Short answer · Medically reviewed summary · Last updated: 2026-04-08
McCune-Albright syndrome is a rare genetic condition characterized by the triad of fibrous dysplasia of bone, café-au-lait skin pigmentation, and hyperfunctioning endocrine disorders. While it is most commonly referred to by its eponymous name, it is sometimes historically or clinically identified as Albright syndrome or polyostotic fibrous dysplasia with endocrine dysfunction. What are the primary synonyms and names for McCune-Albright syndrome? In medical literature, McCune-Albright syndrome is the universally accepted term.
McCune Albright synonyms
Other names for McCune Albright: synonyms, acronyms and related terms used by doctors and patients.
McCune-Albright syndrome is a rare genetic condition characterized by the triad of fibrous dysplasia of bone, café-au-lait skin pigmentation, and hyperfunctioning endocrine disorders. While it is most commonly referred to by its eponymous name, it is sometimes historically or clinically identified as Albright syndrome or polyostotic fibrous dysplasia with endocrine dysfunction.
What are the primary synonyms and names for McCune-Albright syndrome?
In medical literature, McCune-Albright syndrome is the universally accepted term. However, patients may encounter various synonyms depending on the era of the publication or the specific clinical focus of the medical report. Historically, the condition was described using terms that highlighted its most prominent physical manifestations. Common synonyms and historical names include Albright syndrome, polyostotic fibrous dysplasia, and, in older texts, osteitis fibrosa disseminata. Because McCune-Albright syndrome affects multiple systems, clinicians sometimes refer to the specific endocrine components, such as gonadotropin-independent precocious puberty, but these are clinical features rather than official disease names.
Why does McCune-Albright syndrome have multiple names?
The naming of McCune-Albright syndrome reflects the history of medical discovery. The condition was independently described by Donovan McCune and Fuller Albright in 1937. Over time, as our understanding of the underlying GNAS gene mutation evolved, the medical community moved toward a consolidated name to avoid confusion. Using multiple names in the past often occurred because different specialists—such as endocrinologists, orthopedists, and dermatologists—would name the condition based on the specific symptom they were treating. Today, McCune-Albright syndrome is the preferred nomenclature in all major medical databases to ensure consistency in research and patient care.
How is the condition classified in official medical databases?
Standardizing the name is vital for patient diagnosis and access to care. Major health organizations use specific codes to categorize McCune-Albright syndrome for billing, research, and international monitoring:
- Orphanet: Classified as ORPHA565, it is listed under the name McCune-Albright syndrome.
- OMIM (Online Mendelian Inheritance in Man): Referenced by ID #174800.
- ICD-10/11: Internationally, it is coded under Q78.1 (Polyostotic fibrous dysplasia).
- NIH GARD: Recognizes the condition officially as McCune-Albright syndrome.
Why is using the standardized name important for patients?

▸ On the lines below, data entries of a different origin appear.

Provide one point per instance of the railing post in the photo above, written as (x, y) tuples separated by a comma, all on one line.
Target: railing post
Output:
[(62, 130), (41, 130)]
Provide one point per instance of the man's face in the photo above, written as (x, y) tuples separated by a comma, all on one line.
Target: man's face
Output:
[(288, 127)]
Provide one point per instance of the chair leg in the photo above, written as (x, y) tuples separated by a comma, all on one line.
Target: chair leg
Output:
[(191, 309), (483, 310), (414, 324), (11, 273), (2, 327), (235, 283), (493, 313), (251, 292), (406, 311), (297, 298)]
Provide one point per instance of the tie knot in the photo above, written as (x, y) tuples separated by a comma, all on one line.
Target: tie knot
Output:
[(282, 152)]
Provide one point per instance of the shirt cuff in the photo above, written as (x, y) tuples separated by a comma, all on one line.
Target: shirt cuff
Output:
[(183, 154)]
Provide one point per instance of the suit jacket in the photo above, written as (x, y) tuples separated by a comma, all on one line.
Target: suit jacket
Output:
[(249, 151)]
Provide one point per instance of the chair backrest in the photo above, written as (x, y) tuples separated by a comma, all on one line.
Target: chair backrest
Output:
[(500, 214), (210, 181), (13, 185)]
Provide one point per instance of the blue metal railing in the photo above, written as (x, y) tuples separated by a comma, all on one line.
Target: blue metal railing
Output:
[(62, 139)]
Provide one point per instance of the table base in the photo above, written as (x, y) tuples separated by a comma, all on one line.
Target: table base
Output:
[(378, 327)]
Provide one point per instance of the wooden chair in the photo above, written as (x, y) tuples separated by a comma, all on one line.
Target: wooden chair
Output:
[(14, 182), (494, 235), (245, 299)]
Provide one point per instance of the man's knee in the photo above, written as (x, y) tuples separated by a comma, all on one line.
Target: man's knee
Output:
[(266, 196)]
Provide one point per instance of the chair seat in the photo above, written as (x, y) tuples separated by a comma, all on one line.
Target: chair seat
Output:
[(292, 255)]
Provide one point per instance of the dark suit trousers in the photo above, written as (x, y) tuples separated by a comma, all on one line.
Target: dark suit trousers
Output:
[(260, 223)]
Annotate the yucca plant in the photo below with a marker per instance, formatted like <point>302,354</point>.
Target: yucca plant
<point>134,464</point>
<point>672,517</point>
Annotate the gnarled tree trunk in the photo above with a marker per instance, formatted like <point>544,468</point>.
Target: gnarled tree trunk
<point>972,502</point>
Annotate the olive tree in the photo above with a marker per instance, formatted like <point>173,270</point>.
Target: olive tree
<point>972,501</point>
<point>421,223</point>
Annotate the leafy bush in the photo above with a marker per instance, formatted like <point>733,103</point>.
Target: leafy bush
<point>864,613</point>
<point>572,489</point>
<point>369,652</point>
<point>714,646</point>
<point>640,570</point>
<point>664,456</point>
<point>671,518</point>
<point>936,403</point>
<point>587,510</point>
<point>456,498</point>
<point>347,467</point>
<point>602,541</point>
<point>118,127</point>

For the 62 members of the McCune-Albright syndrome community on DiseaseMaps.org and patients worldwide, using the official name is essential for navigating medical records and research. When searching for clinical trials or peer-reviewed literature, using the term McCune-Albright syndrome ensures that you access the most current data regarding the GNAS somatic mutation. Relying on older, synonymous terms can lead to outdated information or fragmented searches, potentially obscuring recent advancements in treatment options or management strategies.
Next steps
- Consult an endocrinologist or a geneticist who specializes in McCune-Albright syndrome to discuss your specific clinical presentation.
- Ensure your electronic health records use the official term to maintain continuity of care across specialists.
- Join the McCune-Albright syndrome community on DiseaseMaps.org to connect with others who share similar experiences.
- Visit the NIH GARD website to stay updated on the latest clinical research and diagnostic criteria.
Medical disclaimer: This content is for informational purposes only and does not constitute medical advice, diagnosis, or treatment; always seek the advice of your physician or other qualified health provider with any questions regarding a medical condition.
References
- Orphanet: McCune-Albright syndrome (ORPHA565).
- NIH Genetic and Rare Diseases Information Center (GARD): McCune-Albright syndrome.
- Online Mendelian Inheritance in Man (OMIM): McCune-Albright syndrome (#174800).
- DiseaseMaps.org: Global community insights for rare disease patients.